We should not seek Roi’s blood from the Arabs in Gaza but from ourselves. How have we shut our eyes and not faced up forthrightly to our fate, not faced up to our generation’s mission in all its cruelty? Have we forgotten that this group of lads, who dwell in Nahal Oz, is carrying on its shoulders the heavy gates of Gaza, (Note: The metaphor "carrying... gates of Gaza" refers to Samson, biblical character, an Israelite who carried away the gates of Philistine Gaza, see .) on whose other side crowd hundreds of thousands of eyes and hands praying for our moment of weakness, so that they can tear us apart – have we forgotten that?…
We are the generation of settlement; without a steel helmet and the muzzle of the cannon we will not be able to plant a tree and build a home. Our children will not have a life if we do not dig shelters, and without barbed wire and machine guns we will not be able to pave roads and dig water wells. Millions of Jews who were exterminated because they had no land are looking at us from the ashes of Israeli history and ordering us to settle and resurrect a land for our people. But beyond the border’s furrow an ocean of hatred and an urge for vengeance rises, waiting for the moment that calm will blunt our readiness, for the day that we heed the ambassadors of conspiring hypocrisy, who call upon us to put down our arms.

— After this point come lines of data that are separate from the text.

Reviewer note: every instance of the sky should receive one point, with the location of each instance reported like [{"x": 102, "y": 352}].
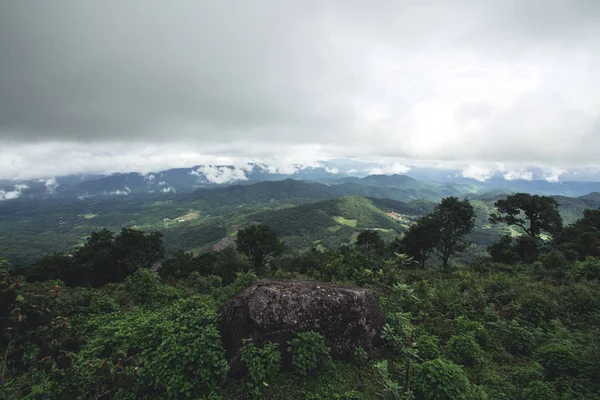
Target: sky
[{"x": 484, "y": 86}]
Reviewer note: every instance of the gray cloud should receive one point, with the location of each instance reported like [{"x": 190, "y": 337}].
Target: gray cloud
[{"x": 109, "y": 85}]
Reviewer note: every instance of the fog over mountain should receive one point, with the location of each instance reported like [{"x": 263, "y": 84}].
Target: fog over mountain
[{"x": 469, "y": 89}]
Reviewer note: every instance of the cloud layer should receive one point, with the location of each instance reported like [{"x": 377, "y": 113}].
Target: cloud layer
[{"x": 115, "y": 86}]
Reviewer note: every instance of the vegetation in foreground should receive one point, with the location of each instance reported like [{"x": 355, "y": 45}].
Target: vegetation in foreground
[{"x": 523, "y": 323}]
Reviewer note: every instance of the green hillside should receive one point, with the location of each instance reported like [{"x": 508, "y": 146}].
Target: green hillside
[{"x": 331, "y": 221}]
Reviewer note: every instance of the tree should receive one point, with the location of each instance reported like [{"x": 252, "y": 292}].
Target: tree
[
  {"x": 259, "y": 242},
  {"x": 440, "y": 233},
  {"x": 369, "y": 239},
  {"x": 418, "y": 240},
  {"x": 454, "y": 219},
  {"x": 502, "y": 251},
  {"x": 532, "y": 213},
  {"x": 582, "y": 238}
]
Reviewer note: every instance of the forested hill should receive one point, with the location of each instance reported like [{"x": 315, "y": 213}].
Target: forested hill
[
  {"x": 206, "y": 217},
  {"x": 118, "y": 318}
]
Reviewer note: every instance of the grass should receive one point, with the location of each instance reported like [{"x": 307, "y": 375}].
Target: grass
[{"x": 343, "y": 221}]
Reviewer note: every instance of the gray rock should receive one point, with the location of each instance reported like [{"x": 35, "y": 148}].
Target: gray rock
[{"x": 348, "y": 317}]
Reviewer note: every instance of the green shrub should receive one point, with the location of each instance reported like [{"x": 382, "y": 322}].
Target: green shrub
[
  {"x": 539, "y": 390},
  {"x": 427, "y": 346},
  {"x": 262, "y": 363},
  {"x": 361, "y": 356},
  {"x": 391, "y": 389},
  {"x": 441, "y": 379},
  {"x": 309, "y": 352},
  {"x": 179, "y": 346},
  {"x": 463, "y": 349},
  {"x": 144, "y": 288},
  {"x": 558, "y": 359}
]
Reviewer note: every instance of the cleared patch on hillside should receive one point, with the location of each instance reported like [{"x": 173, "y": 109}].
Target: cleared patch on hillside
[
  {"x": 89, "y": 215},
  {"x": 343, "y": 221}
]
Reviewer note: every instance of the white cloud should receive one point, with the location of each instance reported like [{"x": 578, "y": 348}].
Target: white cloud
[
  {"x": 120, "y": 192},
  {"x": 477, "y": 172},
  {"x": 220, "y": 175},
  {"x": 469, "y": 82},
  {"x": 390, "y": 169},
  {"x": 553, "y": 176},
  {"x": 515, "y": 175},
  {"x": 51, "y": 184},
  {"x": 13, "y": 194}
]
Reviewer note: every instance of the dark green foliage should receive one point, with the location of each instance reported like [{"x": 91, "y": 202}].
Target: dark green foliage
[
  {"x": 581, "y": 239},
  {"x": 258, "y": 243},
  {"x": 179, "y": 346},
  {"x": 455, "y": 219},
  {"x": 262, "y": 364},
  {"x": 462, "y": 349},
  {"x": 526, "y": 248},
  {"x": 369, "y": 239},
  {"x": 229, "y": 263},
  {"x": 104, "y": 258},
  {"x": 309, "y": 352},
  {"x": 427, "y": 346},
  {"x": 442, "y": 380},
  {"x": 558, "y": 359},
  {"x": 532, "y": 213},
  {"x": 441, "y": 232},
  {"x": 418, "y": 240},
  {"x": 526, "y": 327},
  {"x": 539, "y": 390},
  {"x": 502, "y": 251}
]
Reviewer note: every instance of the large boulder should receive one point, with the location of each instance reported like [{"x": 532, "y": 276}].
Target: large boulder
[{"x": 348, "y": 317}]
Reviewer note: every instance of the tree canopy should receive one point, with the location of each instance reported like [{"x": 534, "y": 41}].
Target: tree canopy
[
  {"x": 532, "y": 213},
  {"x": 259, "y": 242}
]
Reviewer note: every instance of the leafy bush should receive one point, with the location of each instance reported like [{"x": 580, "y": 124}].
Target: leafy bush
[
  {"x": 262, "y": 363},
  {"x": 539, "y": 390},
  {"x": 463, "y": 349},
  {"x": 558, "y": 359},
  {"x": 441, "y": 379},
  {"x": 144, "y": 288},
  {"x": 427, "y": 346},
  {"x": 179, "y": 346},
  {"x": 309, "y": 352},
  {"x": 391, "y": 389}
]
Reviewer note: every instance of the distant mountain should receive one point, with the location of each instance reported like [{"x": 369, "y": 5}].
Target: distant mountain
[{"x": 331, "y": 223}]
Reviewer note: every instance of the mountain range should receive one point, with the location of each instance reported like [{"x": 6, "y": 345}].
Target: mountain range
[{"x": 427, "y": 183}]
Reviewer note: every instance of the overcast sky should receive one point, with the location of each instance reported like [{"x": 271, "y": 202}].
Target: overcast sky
[{"x": 143, "y": 85}]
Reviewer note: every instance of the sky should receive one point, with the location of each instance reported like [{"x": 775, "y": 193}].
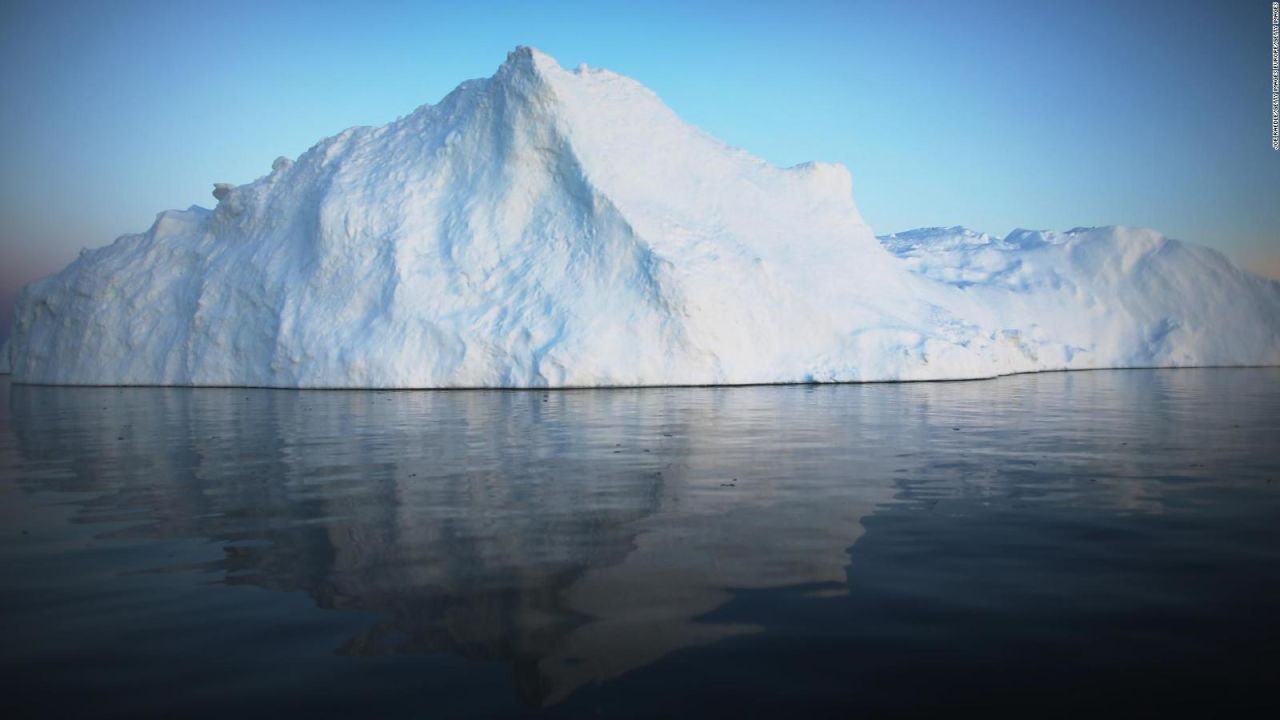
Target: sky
[{"x": 993, "y": 115}]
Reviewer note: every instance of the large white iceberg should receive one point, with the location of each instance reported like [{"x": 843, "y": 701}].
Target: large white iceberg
[{"x": 549, "y": 227}]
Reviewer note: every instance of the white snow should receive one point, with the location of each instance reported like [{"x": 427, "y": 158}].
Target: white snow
[{"x": 549, "y": 227}]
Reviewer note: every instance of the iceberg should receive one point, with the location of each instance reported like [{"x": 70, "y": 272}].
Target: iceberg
[{"x": 565, "y": 228}]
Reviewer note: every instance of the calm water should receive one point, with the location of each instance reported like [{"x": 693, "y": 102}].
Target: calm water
[{"x": 1038, "y": 542}]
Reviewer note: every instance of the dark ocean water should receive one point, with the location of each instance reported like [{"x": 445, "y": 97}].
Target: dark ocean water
[{"x": 1036, "y": 545}]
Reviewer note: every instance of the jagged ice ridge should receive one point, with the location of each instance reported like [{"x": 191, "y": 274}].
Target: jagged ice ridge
[{"x": 556, "y": 228}]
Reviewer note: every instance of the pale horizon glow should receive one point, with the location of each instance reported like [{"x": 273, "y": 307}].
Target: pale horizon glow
[{"x": 991, "y": 115}]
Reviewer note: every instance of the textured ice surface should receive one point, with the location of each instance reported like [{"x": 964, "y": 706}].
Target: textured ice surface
[{"x": 549, "y": 227}]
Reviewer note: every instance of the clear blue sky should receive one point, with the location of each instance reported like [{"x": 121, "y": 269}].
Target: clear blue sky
[{"x": 987, "y": 114}]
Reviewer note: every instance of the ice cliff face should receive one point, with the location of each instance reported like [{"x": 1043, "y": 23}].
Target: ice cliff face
[{"x": 547, "y": 227}]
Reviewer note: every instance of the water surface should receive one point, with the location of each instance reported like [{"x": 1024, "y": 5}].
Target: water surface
[{"x": 1031, "y": 543}]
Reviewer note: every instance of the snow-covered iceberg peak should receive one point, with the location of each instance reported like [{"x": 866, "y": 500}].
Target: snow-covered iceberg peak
[{"x": 549, "y": 227}]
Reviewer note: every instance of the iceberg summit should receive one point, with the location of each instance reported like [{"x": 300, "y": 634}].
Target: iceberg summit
[{"x": 565, "y": 228}]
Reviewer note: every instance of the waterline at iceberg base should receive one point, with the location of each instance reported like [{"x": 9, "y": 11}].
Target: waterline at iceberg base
[{"x": 561, "y": 228}]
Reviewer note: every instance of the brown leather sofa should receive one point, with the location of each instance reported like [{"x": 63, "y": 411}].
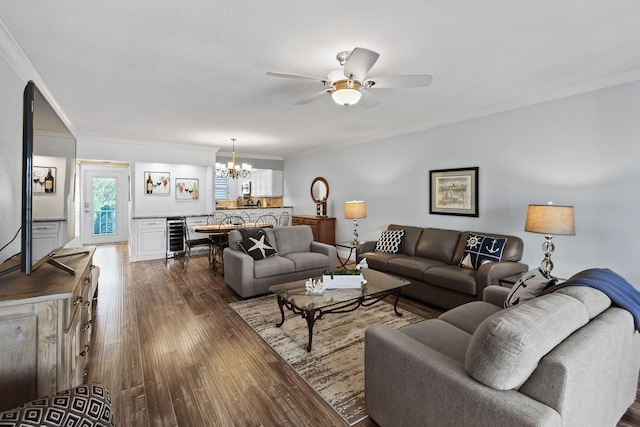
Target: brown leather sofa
[{"x": 429, "y": 258}]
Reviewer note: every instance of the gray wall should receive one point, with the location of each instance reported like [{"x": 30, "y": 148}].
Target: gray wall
[{"x": 581, "y": 150}]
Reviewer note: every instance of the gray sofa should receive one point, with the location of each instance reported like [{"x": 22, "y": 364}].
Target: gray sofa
[
  {"x": 299, "y": 257},
  {"x": 568, "y": 358},
  {"x": 429, "y": 258}
]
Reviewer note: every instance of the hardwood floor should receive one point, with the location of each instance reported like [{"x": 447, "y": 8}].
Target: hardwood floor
[{"x": 173, "y": 353}]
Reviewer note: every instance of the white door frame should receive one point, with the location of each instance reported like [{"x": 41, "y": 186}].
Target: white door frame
[{"x": 85, "y": 210}]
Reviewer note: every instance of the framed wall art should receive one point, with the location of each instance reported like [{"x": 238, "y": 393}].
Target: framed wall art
[
  {"x": 187, "y": 189},
  {"x": 44, "y": 180},
  {"x": 454, "y": 191},
  {"x": 157, "y": 183}
]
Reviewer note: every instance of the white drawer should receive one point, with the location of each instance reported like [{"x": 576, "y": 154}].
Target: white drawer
[{"x": 155, "y": 223}]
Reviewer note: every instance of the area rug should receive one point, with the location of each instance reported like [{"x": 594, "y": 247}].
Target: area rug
[{"x": 335, "y": 366}]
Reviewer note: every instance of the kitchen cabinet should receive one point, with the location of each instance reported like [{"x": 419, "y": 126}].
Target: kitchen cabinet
[
  {"x": 46, "y": 237},
  {"x": 266, "y": 183},
  {"x": 323, "y": 228},
  {"x": 46, "y": 322},
  {"x": 151, "y": 239}
]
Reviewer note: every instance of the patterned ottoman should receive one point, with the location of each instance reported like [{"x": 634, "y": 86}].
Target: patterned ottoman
[{"x": 82, "y": 406}]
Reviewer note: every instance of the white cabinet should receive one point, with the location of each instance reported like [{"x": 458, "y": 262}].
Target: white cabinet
[
  {"x": 266, "y": 183},
  {"x": 46, "y": 237},
  {"x": 151, "y": 239},
  {"x": 192, "y": 221}
]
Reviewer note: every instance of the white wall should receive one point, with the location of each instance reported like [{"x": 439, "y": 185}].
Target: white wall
[
  {"x": 11, "y": 90},
  {"x": 181, "y": 162},
  {"x": 581, "y": 150},
  {"x": 146, "y": 205}
]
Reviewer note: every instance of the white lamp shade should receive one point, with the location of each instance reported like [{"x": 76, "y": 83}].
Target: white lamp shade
[
  {"x": 550, "y": 219},
  {"x": 355, "y": 209}
]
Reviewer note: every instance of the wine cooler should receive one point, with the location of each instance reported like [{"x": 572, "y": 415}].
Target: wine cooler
[{"x": 175, "y": 237}]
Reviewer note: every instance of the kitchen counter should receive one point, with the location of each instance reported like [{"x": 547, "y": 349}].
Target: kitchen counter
[{"x": 234, "y": 208}]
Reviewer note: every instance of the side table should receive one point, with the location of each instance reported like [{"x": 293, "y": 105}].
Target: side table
[{"x": 347, "y": 245}]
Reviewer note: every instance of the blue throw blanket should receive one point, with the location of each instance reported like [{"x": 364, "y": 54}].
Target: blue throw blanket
[{"x": 621, "y": 292}]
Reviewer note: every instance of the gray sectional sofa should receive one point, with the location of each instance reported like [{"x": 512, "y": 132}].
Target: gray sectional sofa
[
  {"x": 298, "y": 257},
  {"x": 430, "y": 257},
  {"x": 568, "y": 358}
]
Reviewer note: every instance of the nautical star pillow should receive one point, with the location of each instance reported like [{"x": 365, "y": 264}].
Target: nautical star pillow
[{"x": 258, "y": 246}]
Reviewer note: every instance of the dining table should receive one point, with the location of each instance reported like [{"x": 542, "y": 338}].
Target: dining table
[{"x": 217, "y": 228}]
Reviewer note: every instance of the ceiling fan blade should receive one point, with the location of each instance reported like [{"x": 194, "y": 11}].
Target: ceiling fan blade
[
  {"x": 296, "y": 76},
  {"x": 403, "y": 81},
  {"x": 367, "y": 100},
  {"x": 312, "y": 98},
  {"x": 360, "y": 62}
]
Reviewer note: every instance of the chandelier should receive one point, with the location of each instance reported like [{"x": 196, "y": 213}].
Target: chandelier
[{"x": 231, "y": 170}]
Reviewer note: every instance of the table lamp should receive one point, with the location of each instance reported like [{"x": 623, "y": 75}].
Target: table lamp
[
  {"x": 548, "y": 220},
  {"x": 355, "y": 210}
]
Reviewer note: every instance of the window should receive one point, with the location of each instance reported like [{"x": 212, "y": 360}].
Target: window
[{"x": 222, "y": 191}]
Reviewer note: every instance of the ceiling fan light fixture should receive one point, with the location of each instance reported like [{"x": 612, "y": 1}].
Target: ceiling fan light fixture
[
  {"x": 346, "y": 97},
  {"x": 347, "y": 92}
]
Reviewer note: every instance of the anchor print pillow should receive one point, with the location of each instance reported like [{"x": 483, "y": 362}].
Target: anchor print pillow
[{"x": 481, "y": 250}]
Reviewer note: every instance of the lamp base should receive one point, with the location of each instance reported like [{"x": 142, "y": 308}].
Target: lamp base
[
  {"x": 355, "y": 232},
  {"x": 546, "y": 265}
]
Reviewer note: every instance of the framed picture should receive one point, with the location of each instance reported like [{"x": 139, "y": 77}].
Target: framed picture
[
  {"x": 454, "y": 191},
  {"x": 157, "y": 183},
  {"x": 40, "y": 176},
  {"x": 187, "y": 189}
]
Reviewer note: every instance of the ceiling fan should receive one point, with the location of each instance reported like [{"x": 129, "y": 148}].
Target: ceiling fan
[{"x": 349, "y": 85}]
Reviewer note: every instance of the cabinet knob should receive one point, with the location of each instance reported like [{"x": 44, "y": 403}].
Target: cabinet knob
[{"x": 85, "y": 351}]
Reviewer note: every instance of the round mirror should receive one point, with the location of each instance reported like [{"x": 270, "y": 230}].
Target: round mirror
[{"x": 319, "y": 190}]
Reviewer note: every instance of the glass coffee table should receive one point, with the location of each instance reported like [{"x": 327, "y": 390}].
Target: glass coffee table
[{"x": 312, "y": 307}]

Let us not flinch from seeing the loathing that accompanies and fills the lives of hundreds of thousands of Arabs who dwell around us and await the moment they can reach for our blood. Let us not avert our eyes lest our hands grow weak. This is the destiny of our generation. This is the choice of our lives – to be ready and armed and strong and tough. For if the sword falls from our fist, our lives will be cut down.

The following day, Dayan recorded his speech for Israeli radio, in a version that omitted any reference to Palestinian refugees looking on as Jews cultivate the lands they had been evicted from, and suppressing his remark that they should not be blamed for hating the people who dispossessed them.